We then went on to look at the actions of the 20th Royal Fusiliers and the relative of our second family, Private Frederick Bates.
Frederick (pictured left) was a farm worker and joined the Royal Fusiliers with his brother who served in the same regiment. He saw action on the Somme at Mametz Wood and again at High Wood. Having been slowly edging their way across the battlefield as part of the 19th Brigade they are ordered to take a section of trench called ‘Tunnel Trench’ close to the town of Fontaine laz Croisilles.
We were able to show the family where Frederick and the brigade formed up prior to the attack and the position they hoped to take. Unfortunately the barrage was not very strong and they only managed to advance 100 yards before they were fired upon by machine guns and artillery.
Supporting them were the Welsh Fusiliers who amongst their ranks was the war poet Siegfried Sassoon. Sasson was shot through the shoulder by a sniper and it is from here he is sent back to England and eventually to Craiglockhart.
Unfortunately Frederick is killed in the attack and is buried not far from where the attack started from in Heninel Croiselles Road Cemetery. Here the family placed a wreath on Frederick’s grave.
Our final stop on the Arras battle front was at Bullecourt where two battles were fought. The first battle was fought after a 24 hour postponement of the 11 April. Hubert Gough, the commander of the British 5th Army, believed that this northern section of the Hindenburg Line was ripe for the taking and with the aid of 12 tanks this could be done without the need of a bombardment. The tanks never arrived for the first assault hence the delay and were slow on turning up for the second assault forcing the Australians to attack without them.
This attack was a disaster and they went again on the 3 May this time without the tanks. Although finally a success, the Australians suffered 10,000 casualties. Today, the statue of an Australian ‘Digger’ looks out over the old battlefield from the Australian Memorial Park.

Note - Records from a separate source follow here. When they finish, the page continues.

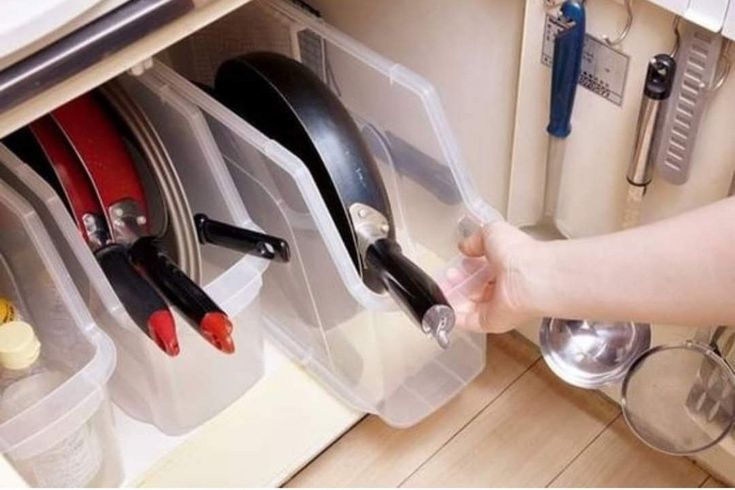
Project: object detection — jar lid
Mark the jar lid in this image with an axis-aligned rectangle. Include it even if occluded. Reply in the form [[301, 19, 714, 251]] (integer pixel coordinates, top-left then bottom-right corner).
[[0, 321, 41, 369]]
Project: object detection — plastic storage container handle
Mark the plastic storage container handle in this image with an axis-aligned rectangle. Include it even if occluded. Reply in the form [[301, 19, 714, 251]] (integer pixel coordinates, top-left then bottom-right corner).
[[546, 0, 585, 138], [366, 238, 455, 347]]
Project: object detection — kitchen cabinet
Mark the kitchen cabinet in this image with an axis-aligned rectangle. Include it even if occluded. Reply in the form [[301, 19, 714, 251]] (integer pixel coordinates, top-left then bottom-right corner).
[[0, 0, 735, 486]]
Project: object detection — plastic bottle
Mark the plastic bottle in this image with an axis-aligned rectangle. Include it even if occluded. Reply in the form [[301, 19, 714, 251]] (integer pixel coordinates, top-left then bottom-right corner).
[[0, 321, 102, 487]]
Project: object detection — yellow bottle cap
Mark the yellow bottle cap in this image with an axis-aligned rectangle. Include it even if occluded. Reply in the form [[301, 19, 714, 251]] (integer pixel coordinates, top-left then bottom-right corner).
[[0, 298, 16, 324], [0, 321, 41, 369]]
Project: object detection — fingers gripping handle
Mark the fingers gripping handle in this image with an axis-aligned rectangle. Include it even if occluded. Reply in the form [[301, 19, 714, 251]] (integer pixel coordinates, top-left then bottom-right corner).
[[546, 0, 585, 138]]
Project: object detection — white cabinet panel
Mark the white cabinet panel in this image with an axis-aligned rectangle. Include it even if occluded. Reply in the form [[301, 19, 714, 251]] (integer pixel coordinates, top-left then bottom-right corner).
[[649, 0, 735, 33], [684, 0, 729, 32]]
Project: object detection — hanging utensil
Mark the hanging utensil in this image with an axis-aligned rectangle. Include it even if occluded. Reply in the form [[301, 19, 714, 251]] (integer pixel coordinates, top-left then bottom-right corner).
[[533, 0, 585, 239], [10, 116, 179, 356], [539, 0, 651, 388], [622, 54, 676, 229], [215, 53, 455, 347], [52, 94, 234, 353], [652, 22, 729, 185]]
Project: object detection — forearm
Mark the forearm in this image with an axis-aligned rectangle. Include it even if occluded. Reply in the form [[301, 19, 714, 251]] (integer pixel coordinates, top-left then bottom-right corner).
[[518, 198, 735, 325]]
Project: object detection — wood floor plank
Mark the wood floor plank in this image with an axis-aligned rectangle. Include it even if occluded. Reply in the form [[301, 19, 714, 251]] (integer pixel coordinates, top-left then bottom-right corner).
[[700, 476, 727, 488], [551, 416, 708, 488], [287, 334, 538, 487], [405, 361, 619, 487]]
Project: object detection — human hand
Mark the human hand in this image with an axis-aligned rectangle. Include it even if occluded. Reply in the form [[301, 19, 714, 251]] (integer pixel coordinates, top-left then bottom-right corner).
[[457, 221, 540, 333]]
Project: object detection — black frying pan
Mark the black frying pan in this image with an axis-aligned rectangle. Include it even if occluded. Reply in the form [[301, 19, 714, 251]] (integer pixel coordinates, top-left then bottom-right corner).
[[215, 53, 454, 346]]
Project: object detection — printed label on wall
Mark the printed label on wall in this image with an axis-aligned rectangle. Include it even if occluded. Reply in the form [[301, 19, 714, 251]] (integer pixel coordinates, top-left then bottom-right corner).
[[541, 15, 630, 105]]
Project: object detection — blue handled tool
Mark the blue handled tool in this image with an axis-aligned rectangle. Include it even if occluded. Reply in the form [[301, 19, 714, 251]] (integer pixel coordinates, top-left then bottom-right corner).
[[538, 0, 585, 238]]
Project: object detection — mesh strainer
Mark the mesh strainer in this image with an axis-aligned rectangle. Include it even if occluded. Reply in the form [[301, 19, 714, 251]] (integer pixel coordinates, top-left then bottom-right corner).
[[622, 340, 735, 455]]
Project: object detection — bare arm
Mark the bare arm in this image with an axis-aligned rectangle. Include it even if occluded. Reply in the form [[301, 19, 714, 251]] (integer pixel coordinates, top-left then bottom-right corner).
[[460, 198, 735, 331]]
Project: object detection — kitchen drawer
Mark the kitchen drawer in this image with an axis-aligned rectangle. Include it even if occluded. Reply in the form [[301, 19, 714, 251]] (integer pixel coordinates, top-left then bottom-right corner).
[[0, 167, 123, 487], [150, 2, 506, 426], [0, 110, 264, 434]]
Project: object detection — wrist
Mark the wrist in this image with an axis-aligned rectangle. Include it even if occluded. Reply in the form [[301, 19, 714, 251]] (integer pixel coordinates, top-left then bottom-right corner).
[[512, 241, 559, 317]]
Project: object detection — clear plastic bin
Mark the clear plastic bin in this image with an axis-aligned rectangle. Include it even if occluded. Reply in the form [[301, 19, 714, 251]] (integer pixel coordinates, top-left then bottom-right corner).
[[0, 176, 122, 487], [0, 104, 266, 435], [161, 1, 499, 427]]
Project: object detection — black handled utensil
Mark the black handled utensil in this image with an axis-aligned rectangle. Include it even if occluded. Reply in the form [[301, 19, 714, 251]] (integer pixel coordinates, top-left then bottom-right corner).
[[215, 53, 455, 347]]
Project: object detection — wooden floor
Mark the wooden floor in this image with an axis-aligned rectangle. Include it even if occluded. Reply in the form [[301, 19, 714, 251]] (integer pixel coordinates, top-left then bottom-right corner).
[[286, 334, 722, 487]]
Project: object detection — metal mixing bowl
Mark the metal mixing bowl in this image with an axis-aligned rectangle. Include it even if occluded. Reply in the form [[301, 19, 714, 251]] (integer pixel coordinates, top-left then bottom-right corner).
[[539, 318, 651, 388]]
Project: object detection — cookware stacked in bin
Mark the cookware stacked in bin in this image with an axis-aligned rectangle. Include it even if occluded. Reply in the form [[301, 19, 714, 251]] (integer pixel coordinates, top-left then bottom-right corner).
[[158, 2, 498, 426], [0, 72, 288, 434]]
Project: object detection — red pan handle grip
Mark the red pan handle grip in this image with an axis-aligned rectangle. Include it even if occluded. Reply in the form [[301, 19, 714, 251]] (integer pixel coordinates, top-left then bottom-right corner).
[[94, 243, 179, 356], [130, 237, 235, 354]]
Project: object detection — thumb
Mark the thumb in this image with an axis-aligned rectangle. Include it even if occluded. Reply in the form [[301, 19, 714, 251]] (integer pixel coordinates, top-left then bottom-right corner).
[[459, 230, 485, 257]]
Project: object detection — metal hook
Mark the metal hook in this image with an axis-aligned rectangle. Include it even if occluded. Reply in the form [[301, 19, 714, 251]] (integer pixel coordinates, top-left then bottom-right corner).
[[670, 15, 681, 58], [602, 0, 633, 47], [544, 0, 586, 9]]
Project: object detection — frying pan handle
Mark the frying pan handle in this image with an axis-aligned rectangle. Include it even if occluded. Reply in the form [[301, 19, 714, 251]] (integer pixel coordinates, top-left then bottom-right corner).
[[130, 236, 235, 354], [366, 238, 455, 347], [94, 243, 179, 356], [130, 237, 222, 323], [194, 213, 291, 262]]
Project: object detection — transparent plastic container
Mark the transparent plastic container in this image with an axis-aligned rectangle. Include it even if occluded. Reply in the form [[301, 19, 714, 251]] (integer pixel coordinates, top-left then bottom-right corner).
[[0, 176, 122, 487], [0, 109, 266, 435], [161, 0, 499, 427]]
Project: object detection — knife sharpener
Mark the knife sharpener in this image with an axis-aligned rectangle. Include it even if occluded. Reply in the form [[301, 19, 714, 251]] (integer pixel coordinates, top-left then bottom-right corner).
[[653, 21, 723, 185]]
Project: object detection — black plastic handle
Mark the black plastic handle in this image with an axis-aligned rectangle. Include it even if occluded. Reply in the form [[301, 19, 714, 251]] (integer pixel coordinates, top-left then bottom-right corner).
[[366, 238, 455, 347], [130, 237, 234, 352], [194, 213, 291, 262], [94, 243, 179, 356]]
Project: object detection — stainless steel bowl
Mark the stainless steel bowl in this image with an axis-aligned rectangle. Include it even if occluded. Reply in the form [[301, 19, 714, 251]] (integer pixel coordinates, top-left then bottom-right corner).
[[539, 318, 651, 389]]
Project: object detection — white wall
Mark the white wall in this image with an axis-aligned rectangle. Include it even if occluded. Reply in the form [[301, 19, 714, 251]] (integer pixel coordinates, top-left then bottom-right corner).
[[309, 0, 525, 213]]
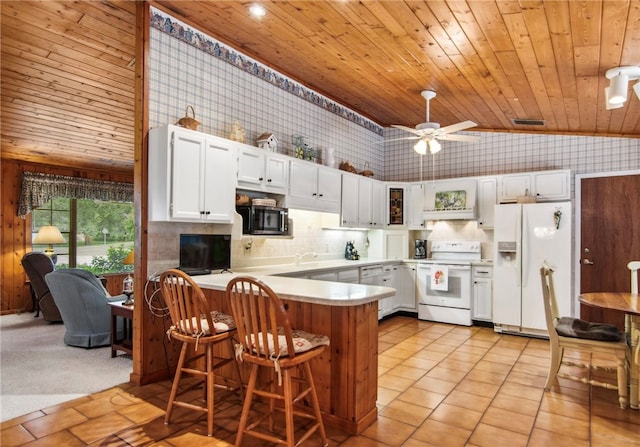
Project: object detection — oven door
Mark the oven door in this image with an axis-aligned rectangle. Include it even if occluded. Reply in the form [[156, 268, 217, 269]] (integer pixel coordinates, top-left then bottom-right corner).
[[418, 263, 471, 309]]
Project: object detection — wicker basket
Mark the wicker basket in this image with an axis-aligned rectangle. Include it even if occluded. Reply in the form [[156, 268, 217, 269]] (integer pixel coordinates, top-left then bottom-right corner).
[[176, 106, 200, 130]]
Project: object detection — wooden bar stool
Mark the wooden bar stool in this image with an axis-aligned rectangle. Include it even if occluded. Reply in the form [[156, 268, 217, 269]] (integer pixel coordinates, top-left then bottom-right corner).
[[160, 269, 242, 436], [227, 277, 329, 447]]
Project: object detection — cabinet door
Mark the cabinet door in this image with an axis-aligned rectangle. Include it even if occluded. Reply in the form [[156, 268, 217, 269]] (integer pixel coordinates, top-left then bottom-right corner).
[[203, 139, 236, 223], [167, 130, 206, 220], [265, 155, 289, 191], [473, 267, 493, 321], [394, 264, 418, 312], [371, 180, 386, 229], [533, 171, 571, 201], [478, 177, 497, 228], [340, 174, 359, 227], [407, 183, 425, 230], [358, 178, 374, 228], [386, 185, 405, 228], [318, 166, 342, 213], [238, 148, 265, 188], [473, 278, 491, 321], [500, 174, 534, 203], [289, 160, 318, 202]]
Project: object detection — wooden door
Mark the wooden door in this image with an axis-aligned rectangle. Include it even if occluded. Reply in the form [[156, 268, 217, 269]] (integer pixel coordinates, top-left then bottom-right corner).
[[578, 175, 640, 329]]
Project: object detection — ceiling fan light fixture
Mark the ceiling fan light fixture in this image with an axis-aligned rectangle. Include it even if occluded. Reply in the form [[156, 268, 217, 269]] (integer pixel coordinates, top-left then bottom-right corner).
[[413, 138, 427, 155], [605, 66, 640, 110], [429, 140, 442, 154], [609, 73, 629, 105], [604, 87, 624, 110]]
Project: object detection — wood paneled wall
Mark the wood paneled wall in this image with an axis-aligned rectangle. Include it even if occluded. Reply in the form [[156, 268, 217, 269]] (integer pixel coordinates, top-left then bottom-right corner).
[[0, 160, 133, 315]]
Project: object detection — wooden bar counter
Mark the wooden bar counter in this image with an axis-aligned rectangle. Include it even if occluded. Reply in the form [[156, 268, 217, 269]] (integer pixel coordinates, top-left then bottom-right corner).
[[194, 273, 395, 434]]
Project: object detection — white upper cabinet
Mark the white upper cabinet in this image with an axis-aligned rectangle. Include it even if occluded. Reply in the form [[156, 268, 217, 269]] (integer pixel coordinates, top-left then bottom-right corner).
[[498, 169, 571, 203], [340, 173, 360, 228], [405, 182, 425, 230], [149, 126, 237, 223], [237, 143, 289, 194], [478, 177, 498, 228], [341, 173, 386, 229], [287, 159, 341, 213]]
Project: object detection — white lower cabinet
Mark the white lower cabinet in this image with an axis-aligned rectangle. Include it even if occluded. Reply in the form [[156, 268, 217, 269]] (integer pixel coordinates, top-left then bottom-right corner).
[[471, 266, 493, 322], [148, 126, 237, 223], [392, 264, 418, 312]]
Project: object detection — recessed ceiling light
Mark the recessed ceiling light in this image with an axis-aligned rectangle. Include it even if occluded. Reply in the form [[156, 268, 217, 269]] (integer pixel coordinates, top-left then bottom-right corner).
[[249, 4, 267, 19]]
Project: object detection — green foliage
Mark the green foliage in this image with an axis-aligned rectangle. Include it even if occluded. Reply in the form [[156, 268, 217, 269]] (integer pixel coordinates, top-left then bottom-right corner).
[[80, 245, 133, 274]]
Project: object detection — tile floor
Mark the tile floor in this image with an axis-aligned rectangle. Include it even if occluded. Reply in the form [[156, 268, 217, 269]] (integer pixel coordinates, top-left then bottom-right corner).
[[0, 317, 640, 447]]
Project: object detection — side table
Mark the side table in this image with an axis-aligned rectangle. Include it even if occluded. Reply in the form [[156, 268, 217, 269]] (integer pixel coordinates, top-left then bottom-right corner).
[[109, 301, 133, 357]]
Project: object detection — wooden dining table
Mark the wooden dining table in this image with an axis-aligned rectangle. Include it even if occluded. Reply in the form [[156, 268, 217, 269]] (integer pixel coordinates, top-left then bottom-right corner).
[[578, 292, 640, 410]]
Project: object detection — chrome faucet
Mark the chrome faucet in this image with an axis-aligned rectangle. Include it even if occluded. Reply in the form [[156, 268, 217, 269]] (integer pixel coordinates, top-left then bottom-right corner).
[[296, 251, 318, 265]]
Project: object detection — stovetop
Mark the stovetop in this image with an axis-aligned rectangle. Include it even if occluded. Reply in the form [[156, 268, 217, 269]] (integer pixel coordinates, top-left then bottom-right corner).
[[423, 241, 482, 265]]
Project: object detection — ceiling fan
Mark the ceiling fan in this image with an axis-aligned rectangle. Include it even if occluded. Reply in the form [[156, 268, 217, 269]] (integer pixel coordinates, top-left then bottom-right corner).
[[390, 90, 480, 155]]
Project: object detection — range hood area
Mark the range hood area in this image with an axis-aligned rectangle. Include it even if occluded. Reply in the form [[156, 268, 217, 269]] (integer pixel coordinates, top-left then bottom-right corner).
[[423, 179, 478, 220]]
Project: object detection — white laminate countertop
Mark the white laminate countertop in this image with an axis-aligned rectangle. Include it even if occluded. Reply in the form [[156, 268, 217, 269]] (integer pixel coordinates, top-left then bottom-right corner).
[[193, 268, 396, 306]]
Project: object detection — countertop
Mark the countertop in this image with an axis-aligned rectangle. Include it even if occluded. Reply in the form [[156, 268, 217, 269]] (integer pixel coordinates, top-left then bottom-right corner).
[[188, 258, 493, 306], [193, 260, 396, 306]]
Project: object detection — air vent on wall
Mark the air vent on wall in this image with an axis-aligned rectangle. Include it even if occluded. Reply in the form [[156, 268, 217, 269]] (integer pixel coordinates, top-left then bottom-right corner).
[[511, 118, 544, 126]]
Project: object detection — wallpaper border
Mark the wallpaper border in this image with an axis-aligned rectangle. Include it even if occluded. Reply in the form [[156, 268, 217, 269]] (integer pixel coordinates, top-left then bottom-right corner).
[[151, 7, 383, 136]]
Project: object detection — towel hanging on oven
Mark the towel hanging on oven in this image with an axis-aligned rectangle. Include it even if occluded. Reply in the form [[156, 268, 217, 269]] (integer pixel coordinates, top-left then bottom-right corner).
[[431, 265, 449, 291]]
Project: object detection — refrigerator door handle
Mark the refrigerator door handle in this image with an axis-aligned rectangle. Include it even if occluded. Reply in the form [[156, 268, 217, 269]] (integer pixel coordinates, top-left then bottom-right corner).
[[515, 209, 523, 287], [520, 210, 531, 287]]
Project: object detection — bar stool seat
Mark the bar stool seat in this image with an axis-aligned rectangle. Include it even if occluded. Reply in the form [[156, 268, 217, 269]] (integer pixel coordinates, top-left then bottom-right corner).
[[160, 269, 243, 436], [227, 277, 329, 447]]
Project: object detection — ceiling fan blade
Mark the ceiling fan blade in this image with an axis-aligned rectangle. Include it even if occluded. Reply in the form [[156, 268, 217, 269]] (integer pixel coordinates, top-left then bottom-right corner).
[[375, 136, 421, 144], [435, 121, 477, 135], [435, 134, 480, 143], [391, 124, 424, 137]]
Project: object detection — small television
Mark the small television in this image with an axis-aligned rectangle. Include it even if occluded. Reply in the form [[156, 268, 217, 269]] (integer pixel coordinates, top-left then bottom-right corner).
[[178, 234, 231, 275]]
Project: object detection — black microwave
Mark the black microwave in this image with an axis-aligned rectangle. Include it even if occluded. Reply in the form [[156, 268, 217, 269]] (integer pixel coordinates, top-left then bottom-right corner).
[[236, 205, 289, 236]]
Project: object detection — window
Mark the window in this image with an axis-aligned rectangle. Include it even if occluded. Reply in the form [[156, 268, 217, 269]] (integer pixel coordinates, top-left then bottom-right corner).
[[31, 197, 134, 274]]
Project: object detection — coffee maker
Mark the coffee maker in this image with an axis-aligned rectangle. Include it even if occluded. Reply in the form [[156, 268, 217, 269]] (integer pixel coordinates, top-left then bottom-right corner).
[[414, 239, 427, 259]]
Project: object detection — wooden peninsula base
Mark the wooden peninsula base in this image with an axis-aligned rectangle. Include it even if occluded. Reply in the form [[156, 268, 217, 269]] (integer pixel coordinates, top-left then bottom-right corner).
[[202, 279, 395, 434]]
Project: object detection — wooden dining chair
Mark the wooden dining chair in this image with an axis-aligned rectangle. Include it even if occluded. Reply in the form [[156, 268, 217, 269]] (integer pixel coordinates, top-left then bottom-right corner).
[[540, 266, 629, 408], [160, 269, 243, 436], [227, 277, 329, 447]]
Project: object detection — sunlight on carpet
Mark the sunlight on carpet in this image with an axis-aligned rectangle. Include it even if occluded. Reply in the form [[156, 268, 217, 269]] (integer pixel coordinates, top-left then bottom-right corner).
[[0, 313, 132, 421]]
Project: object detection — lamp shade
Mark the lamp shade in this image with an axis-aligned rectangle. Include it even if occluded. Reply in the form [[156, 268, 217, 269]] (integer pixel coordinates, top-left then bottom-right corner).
[[122, 250, 135, 265], [33, 225, 67, 245]]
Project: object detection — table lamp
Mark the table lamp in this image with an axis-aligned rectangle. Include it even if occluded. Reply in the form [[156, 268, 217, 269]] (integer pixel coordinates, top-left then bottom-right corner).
[[122, 250, 135, 306], [33, 225, 67, 259]]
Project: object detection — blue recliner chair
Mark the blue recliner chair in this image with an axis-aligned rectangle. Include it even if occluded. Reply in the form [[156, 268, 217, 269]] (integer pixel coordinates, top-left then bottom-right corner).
[[45, 269, 127, 348]]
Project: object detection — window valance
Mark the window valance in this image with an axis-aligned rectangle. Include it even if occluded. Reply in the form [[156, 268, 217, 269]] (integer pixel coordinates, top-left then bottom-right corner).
[[18, 172, 133, 219]]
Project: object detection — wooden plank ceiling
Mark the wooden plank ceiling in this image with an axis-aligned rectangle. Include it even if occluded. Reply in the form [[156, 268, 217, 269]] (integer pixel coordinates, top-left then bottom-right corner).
[[1, 0, 640, 171]]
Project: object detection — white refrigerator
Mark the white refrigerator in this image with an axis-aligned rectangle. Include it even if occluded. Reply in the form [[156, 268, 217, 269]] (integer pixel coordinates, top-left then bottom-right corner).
[[493, 202, 573, 336]]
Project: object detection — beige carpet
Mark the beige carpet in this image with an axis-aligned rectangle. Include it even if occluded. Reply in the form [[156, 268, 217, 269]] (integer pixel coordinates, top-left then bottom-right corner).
[[0, 313, 132, 421]]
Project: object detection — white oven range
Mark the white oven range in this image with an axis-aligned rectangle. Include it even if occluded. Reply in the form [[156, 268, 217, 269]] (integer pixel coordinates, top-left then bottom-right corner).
[[417, 241, 481, 326]]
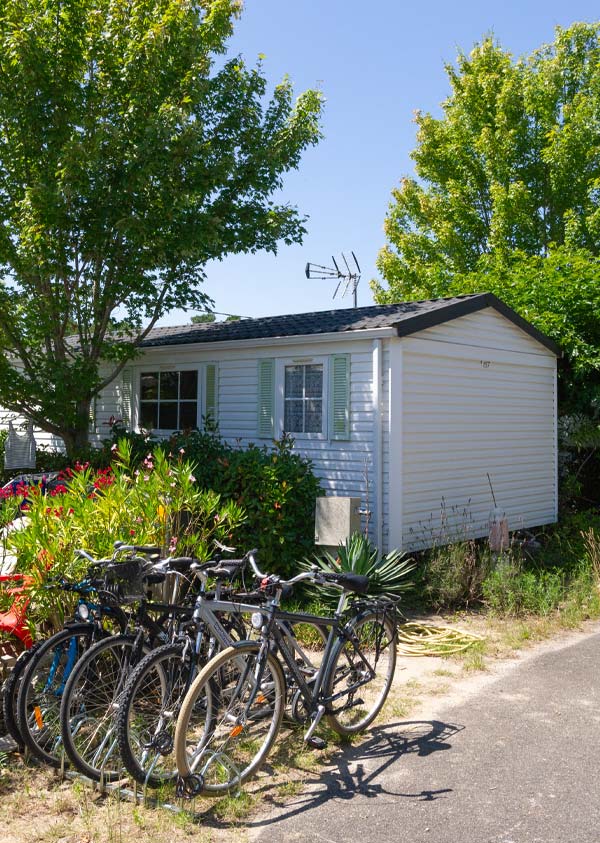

On the 9 April it was fitting that we returned to Highland Cemetery where our first family consisting of 24 members, three generations, gathered to place a wreath on Geoffrey Jackson’s grave and pay their respects.
Of all the battlefield tours that we carry out, the ones with personal visits are both rewarding and inevitably the most emotional. It is good to see that these soldiers who gave their all are not forgotten and that their memory lives on.